Oui, parce que j'aurai trente ans lors du prochain mercato estival. Déjà que c'est difficile à vingt-neuf ans... Normalement, quand un joueur argentin émigre vers le football européen, il le fait beaucoup plus jeune pour qu'il ait toujours une valeur en cas de revente dans le futur... C'est une énorme réussite pour moi d'être ici, mais ç'a vraiment été dur. Quand on regarde mon parcours, tout a été difficile. Tout.
S'il y avait un moment clé dans votre carrière, quel serait-il ?
C'est quand j'ai pu aller à Boca (en juin 2016). Je savais que ça changerait ma vie. Dans une carrière, il y a des objectifs plus importants que l'argent - l'argent découle de ces autres objectifs. Au Club América de Mexico, j'avais une vie totalement différente de celle que j'allais avoir à Boca. Je savais qu'en revenant en Argentine, je régresserais sur le plan économique ; je ne dis pas sur le plan footballistique, même si le football mexicain est très bon ; mais j'ai abandonné une qualité de vie, la tranquillité de mes enfants... Mais je savais aussi que si ça marchait bien pour moi à Boca, je pourrais aller en sélection et ensuite découvrir le football européen. J'ai pu accomplir ces deux rêves.

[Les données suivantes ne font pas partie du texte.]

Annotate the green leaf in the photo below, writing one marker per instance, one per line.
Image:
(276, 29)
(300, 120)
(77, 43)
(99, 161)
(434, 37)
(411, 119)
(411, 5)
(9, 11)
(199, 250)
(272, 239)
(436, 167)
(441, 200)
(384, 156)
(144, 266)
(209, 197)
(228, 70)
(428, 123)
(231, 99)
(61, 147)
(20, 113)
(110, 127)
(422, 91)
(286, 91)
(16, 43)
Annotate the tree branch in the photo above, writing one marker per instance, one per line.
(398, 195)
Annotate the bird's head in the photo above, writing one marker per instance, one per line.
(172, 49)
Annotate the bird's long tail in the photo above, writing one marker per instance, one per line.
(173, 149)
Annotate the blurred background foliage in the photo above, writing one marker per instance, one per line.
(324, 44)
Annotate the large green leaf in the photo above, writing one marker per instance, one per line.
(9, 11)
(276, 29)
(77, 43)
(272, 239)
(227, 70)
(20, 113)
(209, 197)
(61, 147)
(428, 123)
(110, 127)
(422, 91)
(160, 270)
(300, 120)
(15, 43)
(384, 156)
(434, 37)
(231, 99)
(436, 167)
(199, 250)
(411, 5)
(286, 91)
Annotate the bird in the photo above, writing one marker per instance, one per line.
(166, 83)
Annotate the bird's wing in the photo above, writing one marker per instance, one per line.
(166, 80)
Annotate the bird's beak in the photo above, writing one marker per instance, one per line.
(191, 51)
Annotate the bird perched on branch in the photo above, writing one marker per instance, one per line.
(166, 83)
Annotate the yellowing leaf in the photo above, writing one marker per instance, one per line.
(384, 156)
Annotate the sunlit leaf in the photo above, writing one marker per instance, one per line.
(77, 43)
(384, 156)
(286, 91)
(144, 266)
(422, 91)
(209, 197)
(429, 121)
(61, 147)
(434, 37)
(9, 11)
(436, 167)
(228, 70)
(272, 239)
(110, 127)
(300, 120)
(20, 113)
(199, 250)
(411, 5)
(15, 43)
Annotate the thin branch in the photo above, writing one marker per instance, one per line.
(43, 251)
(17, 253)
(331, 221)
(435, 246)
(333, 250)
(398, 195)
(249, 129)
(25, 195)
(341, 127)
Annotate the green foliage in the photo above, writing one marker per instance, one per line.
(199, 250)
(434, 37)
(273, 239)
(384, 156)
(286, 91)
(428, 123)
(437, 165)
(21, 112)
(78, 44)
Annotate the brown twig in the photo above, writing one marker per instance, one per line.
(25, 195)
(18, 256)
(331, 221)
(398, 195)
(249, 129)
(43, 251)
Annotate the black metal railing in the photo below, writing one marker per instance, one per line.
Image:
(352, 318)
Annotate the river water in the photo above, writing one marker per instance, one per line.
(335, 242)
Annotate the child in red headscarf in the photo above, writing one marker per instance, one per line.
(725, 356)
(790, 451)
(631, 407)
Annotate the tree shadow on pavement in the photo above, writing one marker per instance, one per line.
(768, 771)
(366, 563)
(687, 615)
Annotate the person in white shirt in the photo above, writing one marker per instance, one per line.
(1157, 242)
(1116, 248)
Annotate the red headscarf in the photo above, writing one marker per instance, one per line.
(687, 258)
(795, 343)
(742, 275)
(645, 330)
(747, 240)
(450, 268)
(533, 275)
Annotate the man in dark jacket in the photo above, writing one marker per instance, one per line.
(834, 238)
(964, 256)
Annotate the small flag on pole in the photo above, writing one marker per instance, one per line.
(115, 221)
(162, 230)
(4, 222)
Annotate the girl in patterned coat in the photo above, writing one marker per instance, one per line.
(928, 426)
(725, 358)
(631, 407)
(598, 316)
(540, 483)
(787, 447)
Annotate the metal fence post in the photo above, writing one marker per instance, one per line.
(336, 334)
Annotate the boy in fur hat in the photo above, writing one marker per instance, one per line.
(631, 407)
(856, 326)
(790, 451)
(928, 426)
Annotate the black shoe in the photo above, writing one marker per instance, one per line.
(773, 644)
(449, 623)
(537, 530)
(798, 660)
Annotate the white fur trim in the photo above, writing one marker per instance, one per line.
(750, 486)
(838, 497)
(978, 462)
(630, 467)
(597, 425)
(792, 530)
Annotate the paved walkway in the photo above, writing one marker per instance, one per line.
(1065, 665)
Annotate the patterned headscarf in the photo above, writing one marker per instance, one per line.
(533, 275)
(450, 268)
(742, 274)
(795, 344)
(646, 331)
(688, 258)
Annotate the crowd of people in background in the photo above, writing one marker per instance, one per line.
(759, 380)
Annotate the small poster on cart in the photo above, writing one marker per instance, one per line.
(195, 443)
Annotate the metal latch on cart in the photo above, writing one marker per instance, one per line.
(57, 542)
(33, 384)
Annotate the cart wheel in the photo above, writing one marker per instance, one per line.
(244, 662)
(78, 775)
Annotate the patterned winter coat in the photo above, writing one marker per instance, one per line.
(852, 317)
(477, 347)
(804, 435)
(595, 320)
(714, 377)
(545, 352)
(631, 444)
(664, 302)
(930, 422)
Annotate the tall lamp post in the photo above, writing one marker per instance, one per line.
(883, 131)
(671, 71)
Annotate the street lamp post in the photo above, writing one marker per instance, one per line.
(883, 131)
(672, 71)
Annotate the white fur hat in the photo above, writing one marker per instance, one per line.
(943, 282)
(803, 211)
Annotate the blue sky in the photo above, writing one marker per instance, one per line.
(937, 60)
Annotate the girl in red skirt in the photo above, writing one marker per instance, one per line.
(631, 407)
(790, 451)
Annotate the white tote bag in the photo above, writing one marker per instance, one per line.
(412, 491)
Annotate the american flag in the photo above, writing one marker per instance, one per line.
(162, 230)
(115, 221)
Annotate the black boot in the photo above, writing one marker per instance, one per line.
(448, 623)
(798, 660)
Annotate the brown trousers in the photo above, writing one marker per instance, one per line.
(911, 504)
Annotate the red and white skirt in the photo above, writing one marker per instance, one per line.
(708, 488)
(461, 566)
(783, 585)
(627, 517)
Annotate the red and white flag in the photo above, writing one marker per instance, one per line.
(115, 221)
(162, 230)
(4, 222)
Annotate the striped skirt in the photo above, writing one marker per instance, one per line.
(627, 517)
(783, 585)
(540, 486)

« Ma mère s'est évanouie (en tribune) et elle a perdu la vie. Arrêt cardio-respiratoire »
Ce n'est qu'à seize ans que vous avez vraiment commencé le football...
J'ai commencé à jouer dans mon quartier vers six ou sept ans. Dans l'équipe de mon quartier, donc, sur un terrain à sept contre sept. À l'âge de douze ans, j'ai fait un essai à Independiente qui a duré deux mois. C'était la première fois que je jouais sur grand terrain. Ils m'avaient dit qu'ils allaient me prendre. Je jouais toujours avec mon club de quartier avec lequel je disputais un Championnat. Le jour de la finale, ma mère s'est évanouie (en tribune) et elle a perdu la vie. Arrêt cardio-respiratoire. J'ai quitté Independiente, j'ai quitté mon club de quartier, j'ai arrêté le football. Pendant trois ou quatre ans, je n'ai joué qu'avec mes amis. À seize ans, un monsieur qui me connaissait m'a demandé si je serais intéressé pour faire un essai à Arsenal (de Sarandi, un club de Buenos Aires). Je lui ai dit : "D'accord, mais je n'ai même pas de crampons !" Je ne le croyais qu'à moitié. La semaine suivante, il est revenu pour me dire que l'essai était le lendemain. Je suis parti en courant m'acheter des chaussures avec mon père ! J'ai passé l'essai et j'ai été pris. J'avais seize ans. À dix-huit, je débutais en Première Division. Deux ans plus tôt, je n'avais jamais joué sur grand terrain, à onze contre onze, sauf pendant mon essai à Independiente...
Pendant cette période de trois, quatre ans, vous avez aussi quitté l'école.
Oui, j'étais très mauvais. J'avais une seule feuille dans mon classeur quand tous mes copains de classe avaient un classeur bourré dans leur cartable. Je ne faisais rien. Donc mon papa m'a dit : "Si tu veux quitter l'école, O.K. ; mais tu viens travailler avec moi, comme aide-maçon." Je lui ai dit d'accord.
Pensiez-vous toujours au football ?
Non, je travaillais avec mon papa. Quand s'est présentée l'opportunité de cet essai, je me suis dit qu'on allait bien voir...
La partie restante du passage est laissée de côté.